À quelques jours des législatives 2026, les partis suédois ont débattu de la question migratoire, le dimanche 6 septembre, devant les caméras de la télévision publique SVT. Or ce sujet, qui il y a peu était encore un “atout pour le gouvernement” de droite sortant, est devenu pour lui un “sujet embarrassant”, estime Dagens Nyheter en résumant le débat.
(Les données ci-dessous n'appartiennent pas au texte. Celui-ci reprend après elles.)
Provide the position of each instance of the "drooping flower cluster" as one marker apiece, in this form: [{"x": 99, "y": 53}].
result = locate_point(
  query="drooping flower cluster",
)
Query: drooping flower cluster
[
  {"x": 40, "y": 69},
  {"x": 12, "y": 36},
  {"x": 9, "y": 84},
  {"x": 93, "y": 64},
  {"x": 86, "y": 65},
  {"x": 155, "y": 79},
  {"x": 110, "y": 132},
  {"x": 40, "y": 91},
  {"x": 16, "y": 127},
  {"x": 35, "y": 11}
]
Pour ce journal libéral (l’une des composantes au pouvoir depuis fin 2022), la coalition sortante est désormais “sur la défensive” concernant ce domaine. Car, de l’avis de ce titre et d’autres journaux du royaume, la succession de mesures prises en la matière a fini par lasser, voire choquer, une partie croissante de l’opinion publique.
Niveau historiquement bas
C’est en particulier l’expulsion, une fois la majorité atteinte, de jeunes Suédois d’origine immigrée pourtant intégrés dans la société qui a suscité des critiques jusque dans les rangs de la droite. Une vague de fond qui a incité le gouvernement du conservateur Ulf Kristersson à freiner ces expulsions, au moins le temps de la campagne électorale.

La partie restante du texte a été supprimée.